The position of the offset doesn't matter much as long as it is within the vowel and the sample as a whole is relatively stable.
Vowel Ends
Alias: [V -]
These are essentially the same as final VCs, with the preutterance at 200, the overlap at 50, and the offset adjusted so the preutterance is at the end of the vowel.
If there is a breath at the end, extend the consonant parameter to cover it, otherwise the placement of it and the cutoff don't really matter as long as there's minimal noise.
Like any VCs, make sure the overlap is in the stable portion of the vowel, and adjust the offset and preutterance if necessary.
Vowel Blends
Alias: [V V]
Vowel blends are exactly the same as those in a VCV. The preutterance is 300 and the overlap is 100, and the offset should be adjusted so that the preutterance occurs at the moment where the second vowel begins. This can be difficult to see, so use the spectrogram to look for changes in the frequencies to help.
Same as above, make sure the overlap is in the stable portion of the vowel, and adjust the offset and preutterance if necessary.
The white area should contain a stable portion of the second vowel.
☆ Cs & CCs ☆
None of these samples should contain any portion the dummy vowel.
Initial Consonants
Alias: [- C]
These have a preutterance of 100 and an overlap of 25. The offset should be adjusted so that the preutterance goes at the moment where the onset begins. Provided there is no noise, the preutterance and overlap should not need to be changed.
The white area between the consonant and cutoff should contain a relatively stable section of the consonant.
These samples are not present for plosives, as they would only contain silence.
Final Consonants
Alias: [C -]
Place the offset at the point where the coda is stable, and place the preutterance at the point where it ends. The overlap should be about a quarter to a third the length of the preutterance.
The white area should be a section of the silence between the coda and the start of the next syllable.
Standard Consonant Blends
Alias: [C C]
The offset and overlap should go in the same place as a final consonant. The preutterance should go at the start of the second consonant.
The consonant and parameters should be placed so that the white area covers the stable section of the second consonant, since this is the one we want to act as the blending point.

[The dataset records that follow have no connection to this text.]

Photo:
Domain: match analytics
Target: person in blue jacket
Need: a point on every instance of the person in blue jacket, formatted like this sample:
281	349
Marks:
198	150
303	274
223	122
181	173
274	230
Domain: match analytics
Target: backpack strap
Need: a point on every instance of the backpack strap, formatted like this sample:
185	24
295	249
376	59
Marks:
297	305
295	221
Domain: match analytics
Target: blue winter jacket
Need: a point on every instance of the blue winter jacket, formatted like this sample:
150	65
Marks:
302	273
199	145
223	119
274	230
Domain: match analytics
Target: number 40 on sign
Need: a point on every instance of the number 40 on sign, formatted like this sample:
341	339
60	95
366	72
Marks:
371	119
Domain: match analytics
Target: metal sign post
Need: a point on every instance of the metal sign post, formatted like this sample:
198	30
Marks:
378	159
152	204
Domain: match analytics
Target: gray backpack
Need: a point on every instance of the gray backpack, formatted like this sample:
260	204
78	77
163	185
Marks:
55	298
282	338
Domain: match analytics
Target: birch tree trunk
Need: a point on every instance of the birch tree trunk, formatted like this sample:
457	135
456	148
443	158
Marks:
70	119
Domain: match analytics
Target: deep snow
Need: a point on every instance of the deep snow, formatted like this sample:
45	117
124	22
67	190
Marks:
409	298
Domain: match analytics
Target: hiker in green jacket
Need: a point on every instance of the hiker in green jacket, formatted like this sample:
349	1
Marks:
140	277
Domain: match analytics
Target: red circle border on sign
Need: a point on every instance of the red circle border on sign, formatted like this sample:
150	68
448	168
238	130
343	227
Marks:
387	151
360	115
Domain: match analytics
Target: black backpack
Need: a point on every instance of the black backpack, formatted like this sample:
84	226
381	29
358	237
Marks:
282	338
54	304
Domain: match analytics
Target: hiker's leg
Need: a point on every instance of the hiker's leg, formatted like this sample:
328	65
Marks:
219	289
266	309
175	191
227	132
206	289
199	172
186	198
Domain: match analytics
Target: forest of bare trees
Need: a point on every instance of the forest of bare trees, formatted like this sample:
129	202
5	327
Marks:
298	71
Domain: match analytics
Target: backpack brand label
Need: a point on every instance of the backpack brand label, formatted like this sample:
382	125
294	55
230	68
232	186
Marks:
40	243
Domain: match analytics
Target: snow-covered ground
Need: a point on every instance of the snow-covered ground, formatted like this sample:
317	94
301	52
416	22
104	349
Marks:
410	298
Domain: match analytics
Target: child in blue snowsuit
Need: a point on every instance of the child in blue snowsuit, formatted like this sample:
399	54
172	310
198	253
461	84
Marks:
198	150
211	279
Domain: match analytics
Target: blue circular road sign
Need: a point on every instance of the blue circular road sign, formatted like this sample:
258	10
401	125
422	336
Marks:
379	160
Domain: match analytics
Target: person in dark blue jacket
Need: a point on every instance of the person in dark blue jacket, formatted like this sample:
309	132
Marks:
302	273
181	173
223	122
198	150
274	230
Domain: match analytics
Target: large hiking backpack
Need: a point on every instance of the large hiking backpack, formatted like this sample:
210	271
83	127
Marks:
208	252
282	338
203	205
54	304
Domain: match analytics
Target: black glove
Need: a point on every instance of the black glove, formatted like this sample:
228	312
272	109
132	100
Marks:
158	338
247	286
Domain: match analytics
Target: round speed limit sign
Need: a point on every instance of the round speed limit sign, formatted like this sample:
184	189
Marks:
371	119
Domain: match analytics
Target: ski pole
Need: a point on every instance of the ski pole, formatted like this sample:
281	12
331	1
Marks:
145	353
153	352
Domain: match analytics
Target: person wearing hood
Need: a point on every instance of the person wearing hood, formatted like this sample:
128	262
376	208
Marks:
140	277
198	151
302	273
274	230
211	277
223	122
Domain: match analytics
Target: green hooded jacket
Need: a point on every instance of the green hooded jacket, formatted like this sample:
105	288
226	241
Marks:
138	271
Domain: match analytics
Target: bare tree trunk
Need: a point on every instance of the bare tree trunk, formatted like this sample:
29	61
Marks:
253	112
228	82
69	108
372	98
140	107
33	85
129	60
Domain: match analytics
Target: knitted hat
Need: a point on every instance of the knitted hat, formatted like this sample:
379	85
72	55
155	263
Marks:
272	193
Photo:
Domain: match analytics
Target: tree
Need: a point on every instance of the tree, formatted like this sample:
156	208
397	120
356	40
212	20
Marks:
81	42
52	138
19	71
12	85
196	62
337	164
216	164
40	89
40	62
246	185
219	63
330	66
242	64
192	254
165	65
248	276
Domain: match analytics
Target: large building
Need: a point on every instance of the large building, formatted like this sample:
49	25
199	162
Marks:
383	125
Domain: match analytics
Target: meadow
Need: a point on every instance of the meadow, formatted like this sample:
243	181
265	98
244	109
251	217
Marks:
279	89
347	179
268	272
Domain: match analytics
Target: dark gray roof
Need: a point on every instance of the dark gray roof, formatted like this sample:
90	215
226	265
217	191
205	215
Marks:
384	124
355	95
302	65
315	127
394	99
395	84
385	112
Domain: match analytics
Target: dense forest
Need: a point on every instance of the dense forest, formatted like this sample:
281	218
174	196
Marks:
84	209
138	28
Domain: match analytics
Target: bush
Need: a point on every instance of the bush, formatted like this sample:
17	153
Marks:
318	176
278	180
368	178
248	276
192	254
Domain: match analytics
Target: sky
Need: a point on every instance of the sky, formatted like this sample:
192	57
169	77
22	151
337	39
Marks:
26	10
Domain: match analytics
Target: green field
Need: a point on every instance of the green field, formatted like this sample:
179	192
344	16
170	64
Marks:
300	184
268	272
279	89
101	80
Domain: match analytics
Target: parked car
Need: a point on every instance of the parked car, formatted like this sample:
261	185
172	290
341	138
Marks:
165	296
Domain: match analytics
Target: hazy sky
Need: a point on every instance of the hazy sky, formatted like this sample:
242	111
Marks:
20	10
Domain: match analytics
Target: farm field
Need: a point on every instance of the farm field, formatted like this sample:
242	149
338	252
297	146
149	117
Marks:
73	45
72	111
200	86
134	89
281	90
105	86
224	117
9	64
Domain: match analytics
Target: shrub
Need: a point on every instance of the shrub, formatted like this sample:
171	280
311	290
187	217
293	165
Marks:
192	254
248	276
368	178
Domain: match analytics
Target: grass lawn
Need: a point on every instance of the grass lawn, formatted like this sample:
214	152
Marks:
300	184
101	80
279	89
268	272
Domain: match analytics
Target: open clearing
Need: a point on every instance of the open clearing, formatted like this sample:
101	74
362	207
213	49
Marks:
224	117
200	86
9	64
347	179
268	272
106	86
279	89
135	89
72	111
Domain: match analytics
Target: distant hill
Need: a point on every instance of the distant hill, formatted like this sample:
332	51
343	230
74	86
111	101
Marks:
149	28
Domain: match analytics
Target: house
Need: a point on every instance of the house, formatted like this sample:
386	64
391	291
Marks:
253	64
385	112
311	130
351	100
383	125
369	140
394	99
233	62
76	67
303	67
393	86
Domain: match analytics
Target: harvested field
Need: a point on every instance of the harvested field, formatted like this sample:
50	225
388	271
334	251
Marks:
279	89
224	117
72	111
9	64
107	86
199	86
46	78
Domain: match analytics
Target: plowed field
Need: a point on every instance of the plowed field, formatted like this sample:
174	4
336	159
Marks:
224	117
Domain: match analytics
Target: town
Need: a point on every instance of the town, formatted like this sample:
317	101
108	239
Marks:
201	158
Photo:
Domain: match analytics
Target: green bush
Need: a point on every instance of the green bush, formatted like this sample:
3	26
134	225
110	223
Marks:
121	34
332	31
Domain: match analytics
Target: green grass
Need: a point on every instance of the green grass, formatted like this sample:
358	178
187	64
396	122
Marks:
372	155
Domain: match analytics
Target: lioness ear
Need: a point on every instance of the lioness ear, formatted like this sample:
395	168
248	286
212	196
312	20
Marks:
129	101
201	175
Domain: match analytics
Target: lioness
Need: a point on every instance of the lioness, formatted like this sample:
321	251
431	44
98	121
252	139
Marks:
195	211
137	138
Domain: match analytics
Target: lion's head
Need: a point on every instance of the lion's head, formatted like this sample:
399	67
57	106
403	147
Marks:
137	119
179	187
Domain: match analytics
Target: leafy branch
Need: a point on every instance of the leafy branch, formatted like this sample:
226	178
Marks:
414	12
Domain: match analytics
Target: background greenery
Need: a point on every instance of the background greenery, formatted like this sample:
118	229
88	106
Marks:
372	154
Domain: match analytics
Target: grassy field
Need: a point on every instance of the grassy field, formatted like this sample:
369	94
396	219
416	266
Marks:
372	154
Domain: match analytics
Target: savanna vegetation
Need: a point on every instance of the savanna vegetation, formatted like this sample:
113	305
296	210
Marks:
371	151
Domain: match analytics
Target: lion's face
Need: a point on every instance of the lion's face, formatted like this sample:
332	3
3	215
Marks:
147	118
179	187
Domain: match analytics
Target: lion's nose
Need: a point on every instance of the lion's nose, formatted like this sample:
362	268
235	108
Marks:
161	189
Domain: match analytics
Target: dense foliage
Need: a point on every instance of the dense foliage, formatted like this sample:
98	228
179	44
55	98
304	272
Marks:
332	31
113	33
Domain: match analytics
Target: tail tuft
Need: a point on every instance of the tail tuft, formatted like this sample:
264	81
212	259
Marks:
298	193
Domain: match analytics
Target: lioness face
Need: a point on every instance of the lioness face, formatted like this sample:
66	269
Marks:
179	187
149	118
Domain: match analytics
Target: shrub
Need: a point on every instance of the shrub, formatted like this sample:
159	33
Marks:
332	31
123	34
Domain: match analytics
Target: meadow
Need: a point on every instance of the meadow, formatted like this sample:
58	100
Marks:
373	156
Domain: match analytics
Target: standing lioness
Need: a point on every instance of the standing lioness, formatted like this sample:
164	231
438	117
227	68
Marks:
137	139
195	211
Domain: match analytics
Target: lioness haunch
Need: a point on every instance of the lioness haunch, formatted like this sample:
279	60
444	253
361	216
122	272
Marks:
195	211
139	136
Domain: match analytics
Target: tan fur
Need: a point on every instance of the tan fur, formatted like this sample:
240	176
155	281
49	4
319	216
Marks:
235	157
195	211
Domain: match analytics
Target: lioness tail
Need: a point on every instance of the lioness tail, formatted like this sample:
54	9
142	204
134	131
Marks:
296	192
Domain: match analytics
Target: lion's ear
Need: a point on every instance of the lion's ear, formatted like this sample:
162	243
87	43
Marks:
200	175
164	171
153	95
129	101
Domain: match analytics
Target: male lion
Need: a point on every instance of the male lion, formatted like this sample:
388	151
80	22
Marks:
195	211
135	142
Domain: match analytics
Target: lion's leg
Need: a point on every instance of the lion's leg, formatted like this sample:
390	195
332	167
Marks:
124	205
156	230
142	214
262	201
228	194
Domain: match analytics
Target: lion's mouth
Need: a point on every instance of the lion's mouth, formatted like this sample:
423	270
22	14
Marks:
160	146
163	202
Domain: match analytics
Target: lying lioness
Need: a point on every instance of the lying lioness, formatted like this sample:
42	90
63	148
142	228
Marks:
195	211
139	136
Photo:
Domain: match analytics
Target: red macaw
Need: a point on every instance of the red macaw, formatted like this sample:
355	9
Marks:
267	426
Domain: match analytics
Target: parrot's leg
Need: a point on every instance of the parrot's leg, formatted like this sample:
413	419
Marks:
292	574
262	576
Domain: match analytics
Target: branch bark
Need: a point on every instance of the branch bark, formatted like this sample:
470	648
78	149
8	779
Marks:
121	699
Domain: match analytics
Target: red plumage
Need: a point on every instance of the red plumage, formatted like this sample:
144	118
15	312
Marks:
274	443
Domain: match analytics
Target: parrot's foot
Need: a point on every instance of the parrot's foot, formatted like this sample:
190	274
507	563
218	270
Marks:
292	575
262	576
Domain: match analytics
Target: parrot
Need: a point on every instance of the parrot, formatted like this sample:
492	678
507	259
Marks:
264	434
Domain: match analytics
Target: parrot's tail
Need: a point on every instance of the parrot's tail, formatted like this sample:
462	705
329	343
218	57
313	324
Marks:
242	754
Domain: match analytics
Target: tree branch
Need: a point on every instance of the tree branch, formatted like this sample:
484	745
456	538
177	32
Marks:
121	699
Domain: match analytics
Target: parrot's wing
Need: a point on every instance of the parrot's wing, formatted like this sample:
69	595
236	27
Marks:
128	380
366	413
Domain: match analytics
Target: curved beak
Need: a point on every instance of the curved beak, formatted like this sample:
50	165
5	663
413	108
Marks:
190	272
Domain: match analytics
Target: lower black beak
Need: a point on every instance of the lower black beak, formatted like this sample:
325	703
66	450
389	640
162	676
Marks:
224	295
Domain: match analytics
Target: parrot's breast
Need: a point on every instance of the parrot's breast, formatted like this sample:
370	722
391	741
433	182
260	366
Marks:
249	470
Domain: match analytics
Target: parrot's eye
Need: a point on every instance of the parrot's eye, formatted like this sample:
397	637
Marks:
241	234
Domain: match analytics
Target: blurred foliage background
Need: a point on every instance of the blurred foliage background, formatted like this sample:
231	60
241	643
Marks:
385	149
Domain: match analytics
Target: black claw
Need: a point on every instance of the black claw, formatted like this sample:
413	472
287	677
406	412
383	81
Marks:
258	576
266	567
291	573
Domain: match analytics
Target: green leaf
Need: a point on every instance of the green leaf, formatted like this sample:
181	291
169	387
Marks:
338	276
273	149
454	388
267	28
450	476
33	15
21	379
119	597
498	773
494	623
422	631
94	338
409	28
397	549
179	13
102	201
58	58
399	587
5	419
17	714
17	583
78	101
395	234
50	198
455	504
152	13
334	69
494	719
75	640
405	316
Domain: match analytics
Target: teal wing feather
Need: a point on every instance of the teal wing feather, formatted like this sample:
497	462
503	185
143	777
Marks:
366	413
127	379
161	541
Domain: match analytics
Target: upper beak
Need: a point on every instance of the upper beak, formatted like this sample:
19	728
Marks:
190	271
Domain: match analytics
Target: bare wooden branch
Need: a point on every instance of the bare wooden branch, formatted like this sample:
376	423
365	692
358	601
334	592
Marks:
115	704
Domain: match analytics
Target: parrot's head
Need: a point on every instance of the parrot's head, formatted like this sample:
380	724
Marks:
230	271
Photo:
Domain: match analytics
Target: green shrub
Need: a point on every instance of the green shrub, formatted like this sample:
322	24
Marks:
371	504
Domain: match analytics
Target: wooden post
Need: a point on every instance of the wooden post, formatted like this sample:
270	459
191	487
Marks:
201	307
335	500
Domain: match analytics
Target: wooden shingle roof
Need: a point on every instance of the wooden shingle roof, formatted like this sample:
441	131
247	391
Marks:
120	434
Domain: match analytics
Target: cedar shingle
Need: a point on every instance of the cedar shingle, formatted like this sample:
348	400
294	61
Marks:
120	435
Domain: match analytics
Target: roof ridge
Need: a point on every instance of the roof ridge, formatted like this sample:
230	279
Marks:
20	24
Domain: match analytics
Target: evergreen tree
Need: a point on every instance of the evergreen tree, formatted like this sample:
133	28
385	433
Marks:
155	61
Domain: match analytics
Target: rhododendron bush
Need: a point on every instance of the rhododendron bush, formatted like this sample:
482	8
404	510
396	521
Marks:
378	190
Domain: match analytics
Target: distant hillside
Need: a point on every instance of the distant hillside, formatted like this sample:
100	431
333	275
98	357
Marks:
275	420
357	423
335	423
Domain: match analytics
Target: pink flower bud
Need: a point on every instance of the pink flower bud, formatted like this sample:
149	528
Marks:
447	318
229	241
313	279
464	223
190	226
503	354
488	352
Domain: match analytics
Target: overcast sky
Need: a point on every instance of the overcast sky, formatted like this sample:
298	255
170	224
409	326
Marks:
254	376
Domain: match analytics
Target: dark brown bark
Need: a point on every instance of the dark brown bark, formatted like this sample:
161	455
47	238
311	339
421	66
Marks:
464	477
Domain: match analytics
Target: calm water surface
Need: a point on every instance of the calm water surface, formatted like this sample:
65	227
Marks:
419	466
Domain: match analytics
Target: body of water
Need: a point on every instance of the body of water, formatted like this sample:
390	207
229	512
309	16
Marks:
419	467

This also means that plosives and affricates follow the same principals as their transitional VC counterparts, using the airflow gap or fricative release as the blending point.
Plosive-plosive CCs are excluded since they would be silent.
Medial Clusters
Onset Cluster Alias: [CC][CCC]
Coda Cluster Alias [C CC]
Functionally the same as a standard blend, just with different aliases to indicate their type.
For clusters with three or more consonants, the preutterance is still placed before the last consonant, so any middle consonant(s) will be between that and the overlap.
Initial Onset Clusters
Alias: [- CC][- CCC]
Same as an initial C, but with the preutterance place placed at the start of the first consonant of the cluster, and last consonant acting as the blending point. All else will fall into the consonant area.
Final Coda Clusters
Alias: [C C-][C CC-]
Same as a final C, but with the preutterance being placed at the end of the first consonant in the cluster. All else will fall into the consonant area.